TANGERANG SELATAN, KOMPAS.com - Serikat Pekerja Seluruh Indonesia (SPSI) Tangerang Selatan (Tangsel) mendesak agar Pemerintah Kota (Pemkot) tetap memperhatikan dan melindungi kesejahteraan kaum buruh.
Pernyataan tersebut disampaikan perwakilan buruh saat melakukan audiensi dengan Wali Kota Tangsel Airin Rachmi Diany terkait penolakan adanya Undang-Undang Cipta Kerja, Selasa (6/10/2020).
Ketua Dewan Perwakilan Daerah SPSI Tangsel Vanny Sompie mengatakan, dalam pertemuan tersebut terdapat enam orang perwakilan buruh yang hadir di Balai Kota Tangsel.
Baca juga: Serikat Pekerja Akan Ajukan Judicial Review UU Cipta Kerja
"Perwakilan Serikat meminta Pemerintah Daerah Tangsel melalui Wali Kota Tangsel agar tetap memerhatikan kesejahteraan pekerja atau buruh dan keluarganya," ujar kepada Kompas.com, Selasa.
Menurut Vanny, langkah itu perlu dilakukan Pemkot Tangsel karena Undang-Undang Cipta Kerja yang disahkan pada Senin (5/10/2020) kemarin, telah mengurangi hak dan kesejahteraan para buruh.
Sehingga, kondisi tersebut berpotensi memberikan berdampak negatif terhadap pertumbuhan ekonomi di Tangsel, karena menurunnya daya beli masyarakat.
Baca juga: Menaker: Baca UU Cipta Kerja secara Utuh, Banyak Aspirasi Pekerja Diakomodasi
"Maka akan berpengaruh pada menurunnya daya beli masyarakat atau buruh yang berdampak pada melambatnya pertumbuhan ekonomi, termasuk di Tangsel," kata dia.
Sebelumnya, pengesahan UU Cipta Kerja menuai banyak sorotan dari publik. Regulasi tersebut dinilai merugikan pekerja.
Berikut sejumlah sorotan terkait Omnibus Law Cipta Kerja:
Salah satu poin yang ditolak serikat buruh adalah penghapusan upah minimum kota/kabupaten (UMK) dan diganti dengan upah minimum provinsi (UMP). Penghapusan itu dinilai membuat upah pekerja lebih rendah.
Padahal, dalam Undang-Undang Ketenagakerjaan Nomor 13 Tahun 2003 disebutkan tak boleh ada pekerja yang mendapat upah di bawah upah minimum.

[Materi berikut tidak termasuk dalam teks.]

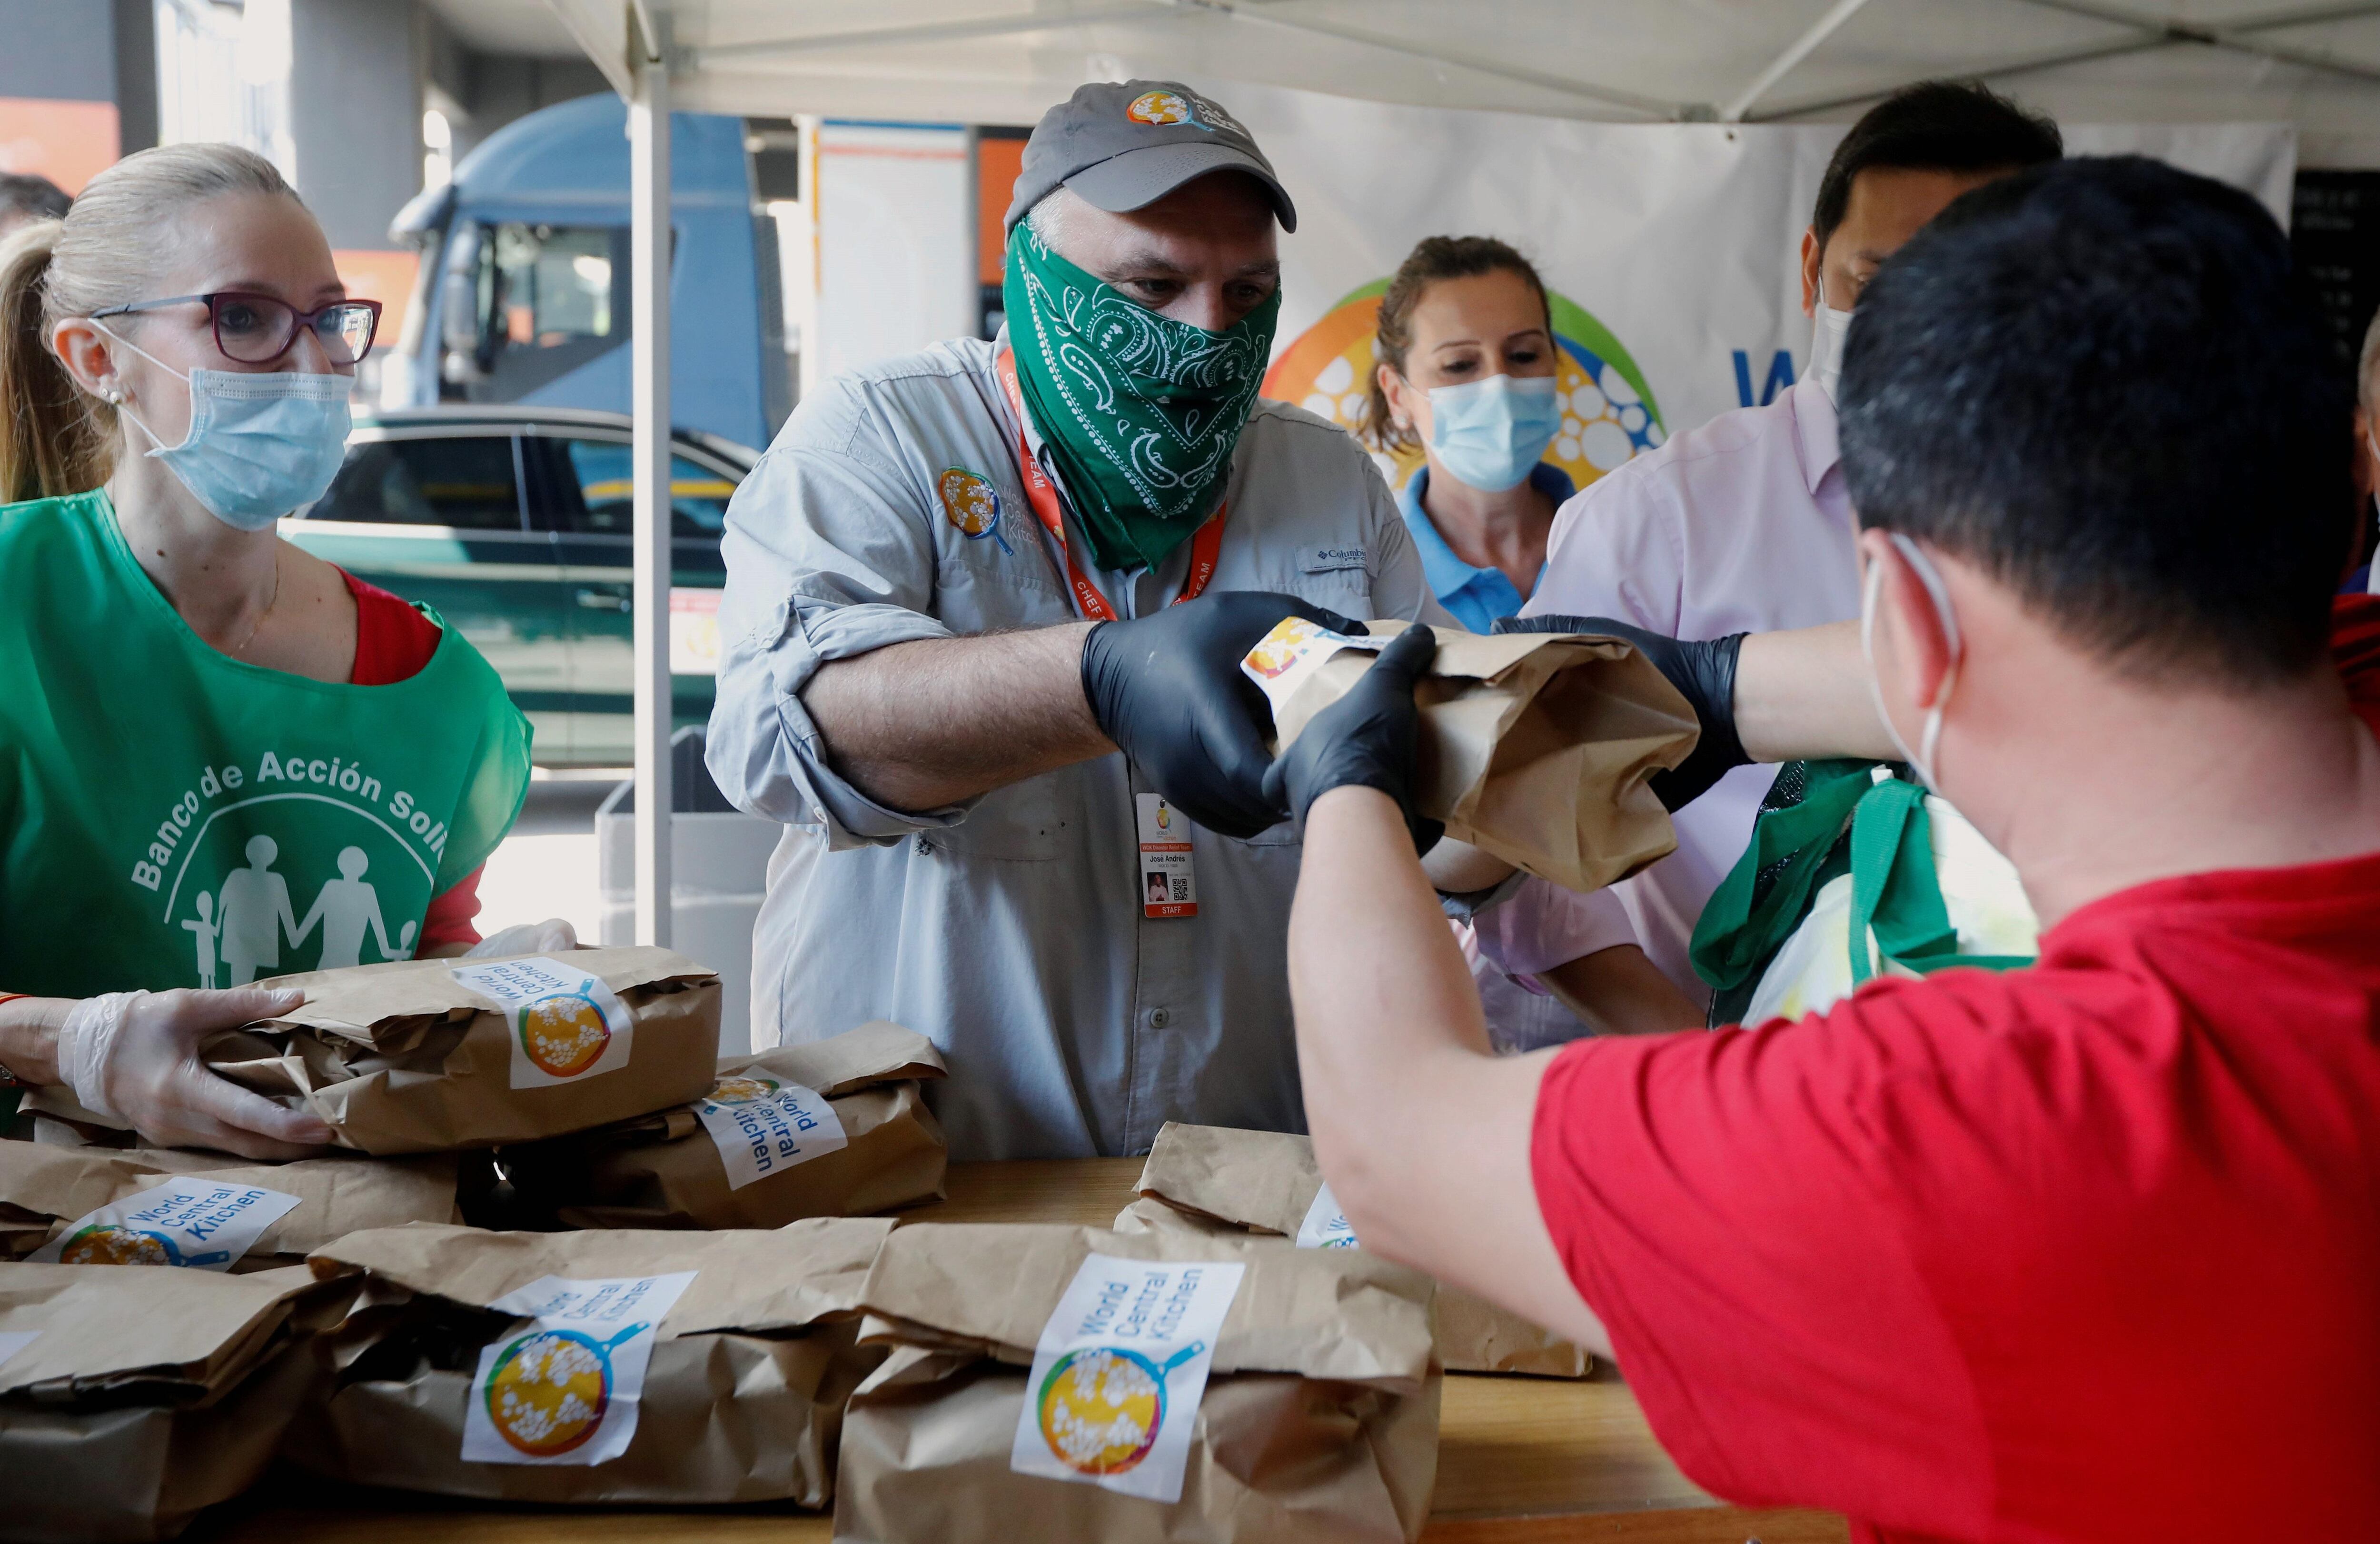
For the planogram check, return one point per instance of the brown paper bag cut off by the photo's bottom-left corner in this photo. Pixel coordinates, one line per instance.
(137, 1398)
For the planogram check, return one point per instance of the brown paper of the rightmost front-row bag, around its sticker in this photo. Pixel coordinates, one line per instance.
(1317, 1421)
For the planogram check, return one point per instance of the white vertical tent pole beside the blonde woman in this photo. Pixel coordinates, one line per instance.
(649, 396)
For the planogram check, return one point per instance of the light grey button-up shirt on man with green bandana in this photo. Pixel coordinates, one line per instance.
(1010, 929)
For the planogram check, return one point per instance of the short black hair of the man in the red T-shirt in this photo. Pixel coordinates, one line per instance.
(2105, 384)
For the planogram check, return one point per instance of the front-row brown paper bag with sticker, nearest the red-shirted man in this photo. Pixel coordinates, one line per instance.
(1070, 1383)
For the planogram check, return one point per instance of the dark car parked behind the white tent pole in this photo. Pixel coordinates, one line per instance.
(513, 525)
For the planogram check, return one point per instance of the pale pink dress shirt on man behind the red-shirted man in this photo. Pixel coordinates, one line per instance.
(1736, 527)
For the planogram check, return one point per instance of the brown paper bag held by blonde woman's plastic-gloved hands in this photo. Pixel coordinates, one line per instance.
(408, 1060)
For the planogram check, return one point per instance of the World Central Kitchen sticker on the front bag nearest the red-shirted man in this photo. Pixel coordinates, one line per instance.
(1120, 1372)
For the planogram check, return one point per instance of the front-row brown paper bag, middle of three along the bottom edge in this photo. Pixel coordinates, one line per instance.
(741, 1398)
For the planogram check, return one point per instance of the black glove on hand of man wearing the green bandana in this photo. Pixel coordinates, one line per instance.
(1172, 693)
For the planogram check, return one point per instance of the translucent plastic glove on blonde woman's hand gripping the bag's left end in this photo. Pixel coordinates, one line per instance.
(134, 1057)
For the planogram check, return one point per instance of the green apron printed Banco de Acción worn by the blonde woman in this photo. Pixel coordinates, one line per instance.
(173, 817)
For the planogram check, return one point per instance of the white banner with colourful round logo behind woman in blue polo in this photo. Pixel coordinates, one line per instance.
(1672, 249)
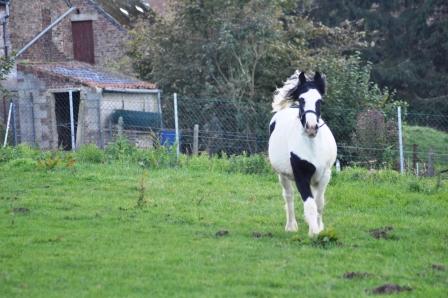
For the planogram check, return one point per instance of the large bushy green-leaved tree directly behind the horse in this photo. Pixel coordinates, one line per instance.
(243, 49)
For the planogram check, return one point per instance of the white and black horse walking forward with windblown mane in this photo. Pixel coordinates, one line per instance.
(302, 148)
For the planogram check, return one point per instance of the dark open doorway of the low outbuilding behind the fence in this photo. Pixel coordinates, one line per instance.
(62, 110)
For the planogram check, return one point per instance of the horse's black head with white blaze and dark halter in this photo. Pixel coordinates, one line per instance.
(309, 93)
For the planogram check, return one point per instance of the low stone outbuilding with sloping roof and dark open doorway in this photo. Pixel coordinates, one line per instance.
(69, 104)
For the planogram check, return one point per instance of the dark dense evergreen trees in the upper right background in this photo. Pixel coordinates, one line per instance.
(408, 45)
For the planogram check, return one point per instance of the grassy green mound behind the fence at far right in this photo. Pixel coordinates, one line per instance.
(427, 139)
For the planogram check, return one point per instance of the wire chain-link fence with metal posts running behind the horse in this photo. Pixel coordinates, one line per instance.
(368, 138)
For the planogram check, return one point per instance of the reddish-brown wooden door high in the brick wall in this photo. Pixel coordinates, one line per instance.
(83, 44)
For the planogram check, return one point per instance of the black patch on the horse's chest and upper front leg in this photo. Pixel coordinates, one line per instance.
(303, 171)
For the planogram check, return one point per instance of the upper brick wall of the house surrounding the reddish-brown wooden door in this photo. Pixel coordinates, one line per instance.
(28, 18)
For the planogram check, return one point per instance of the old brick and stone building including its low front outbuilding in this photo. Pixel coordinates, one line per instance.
(65, 92)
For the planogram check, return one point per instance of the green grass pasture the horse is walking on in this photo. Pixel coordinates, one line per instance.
(83, 231)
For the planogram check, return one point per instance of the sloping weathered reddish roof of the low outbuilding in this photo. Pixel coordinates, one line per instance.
(86, 74)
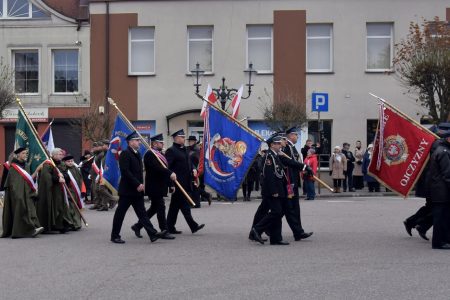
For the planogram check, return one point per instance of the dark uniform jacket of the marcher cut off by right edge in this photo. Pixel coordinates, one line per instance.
(439, 173)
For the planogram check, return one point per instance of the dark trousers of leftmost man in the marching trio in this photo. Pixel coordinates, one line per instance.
(139, 209)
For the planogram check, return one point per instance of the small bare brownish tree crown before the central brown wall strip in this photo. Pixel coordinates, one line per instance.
(289, 111)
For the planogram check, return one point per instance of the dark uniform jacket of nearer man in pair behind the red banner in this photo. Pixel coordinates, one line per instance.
(273, 176)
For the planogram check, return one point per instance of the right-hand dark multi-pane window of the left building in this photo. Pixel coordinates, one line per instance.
(65, 71)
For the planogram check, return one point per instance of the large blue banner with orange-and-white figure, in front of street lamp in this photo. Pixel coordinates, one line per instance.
(229, 151)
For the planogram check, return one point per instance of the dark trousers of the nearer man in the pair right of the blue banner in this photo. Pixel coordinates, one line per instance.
(271, 222)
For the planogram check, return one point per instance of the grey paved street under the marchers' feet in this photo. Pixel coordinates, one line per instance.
(359, 250)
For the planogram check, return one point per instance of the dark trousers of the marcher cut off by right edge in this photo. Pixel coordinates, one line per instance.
(441, 224)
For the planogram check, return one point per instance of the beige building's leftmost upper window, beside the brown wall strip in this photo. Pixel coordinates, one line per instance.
(141, 60)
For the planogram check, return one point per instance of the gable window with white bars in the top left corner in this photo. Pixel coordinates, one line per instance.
(20, 9)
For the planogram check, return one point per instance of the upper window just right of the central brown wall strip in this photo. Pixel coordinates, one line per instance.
(319, 48)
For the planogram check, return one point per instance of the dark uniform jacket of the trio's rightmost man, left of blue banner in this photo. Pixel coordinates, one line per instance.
(180, 163)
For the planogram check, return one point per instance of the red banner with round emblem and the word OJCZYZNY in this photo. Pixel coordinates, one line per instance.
(401, 150)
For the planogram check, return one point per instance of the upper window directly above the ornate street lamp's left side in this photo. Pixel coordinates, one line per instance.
(200, 48)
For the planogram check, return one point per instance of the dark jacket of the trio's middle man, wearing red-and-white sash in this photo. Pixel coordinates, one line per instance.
(157, 177)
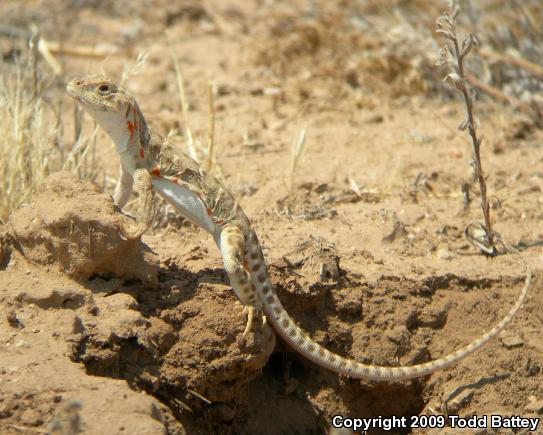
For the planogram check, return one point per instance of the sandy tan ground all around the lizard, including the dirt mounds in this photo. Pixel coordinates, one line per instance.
(101, 335)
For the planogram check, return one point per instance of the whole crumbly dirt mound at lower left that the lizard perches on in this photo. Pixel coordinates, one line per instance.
(115, 319)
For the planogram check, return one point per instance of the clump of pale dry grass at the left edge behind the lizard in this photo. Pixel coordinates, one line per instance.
(31, 128)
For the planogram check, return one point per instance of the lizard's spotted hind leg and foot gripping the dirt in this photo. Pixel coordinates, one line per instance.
(232, 246)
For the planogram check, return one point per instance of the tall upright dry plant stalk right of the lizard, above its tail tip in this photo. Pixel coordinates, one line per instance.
(454, 57)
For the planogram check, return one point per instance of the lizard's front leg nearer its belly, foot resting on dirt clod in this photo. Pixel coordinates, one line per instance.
(144, 214)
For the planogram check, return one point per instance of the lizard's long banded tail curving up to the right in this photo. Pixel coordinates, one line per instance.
(292, 334)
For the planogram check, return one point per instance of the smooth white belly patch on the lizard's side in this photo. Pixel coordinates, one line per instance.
(186, 202)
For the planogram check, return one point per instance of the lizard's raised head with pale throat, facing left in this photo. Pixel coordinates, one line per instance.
(110, 105)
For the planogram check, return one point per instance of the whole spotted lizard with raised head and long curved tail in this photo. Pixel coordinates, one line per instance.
(149, 164)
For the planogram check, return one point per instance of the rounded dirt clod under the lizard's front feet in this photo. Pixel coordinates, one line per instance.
(72, 226)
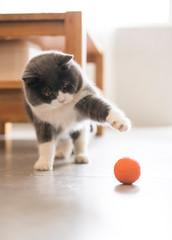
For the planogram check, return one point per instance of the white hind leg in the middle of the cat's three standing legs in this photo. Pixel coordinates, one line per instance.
(64, 148)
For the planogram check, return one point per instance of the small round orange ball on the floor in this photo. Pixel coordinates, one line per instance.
(127, 170)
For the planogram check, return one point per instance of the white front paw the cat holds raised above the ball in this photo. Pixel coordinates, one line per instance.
(118, 121)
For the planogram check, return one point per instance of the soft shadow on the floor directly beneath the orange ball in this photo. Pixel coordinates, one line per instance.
(126, 189)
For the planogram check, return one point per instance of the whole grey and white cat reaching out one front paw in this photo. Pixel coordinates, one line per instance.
(61, 104)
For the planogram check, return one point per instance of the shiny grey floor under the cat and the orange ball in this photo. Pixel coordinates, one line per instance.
(86, 202)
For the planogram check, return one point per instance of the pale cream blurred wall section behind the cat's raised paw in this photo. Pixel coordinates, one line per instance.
(142, 72)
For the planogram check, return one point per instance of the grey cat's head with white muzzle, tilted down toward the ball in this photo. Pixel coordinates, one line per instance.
(51, 80)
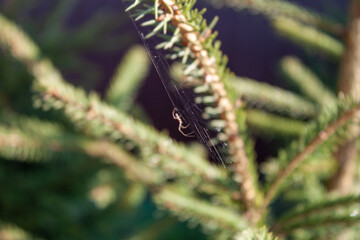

Baik UMP dan UMK, ditetapkan oleh gubernur dengan memperhatikan rekomendasi dari dewan pengupahan provinsi dan bupati/wali kota.
Penetapan UMK dan UMP didasarkan atas perhitungan Kebutuhan Layak Hidup atau KLH.
Dalam draf omnibus law Bab IV tentang Ketenagakerjaan Pasal 78 disebutkan waktu kerja lembur hanya dapat dilakukan paling banyak empat jam dalam sehari dan 18 jam seminggu.
Ketentuan jam lembur itu lebih lama dibandingkan dalam UU Nomor 13 Tahun 2003, yang menyebut kerja lembur dalam satu hari maksimal 3 jam dan 14 jam dalam satu minggu.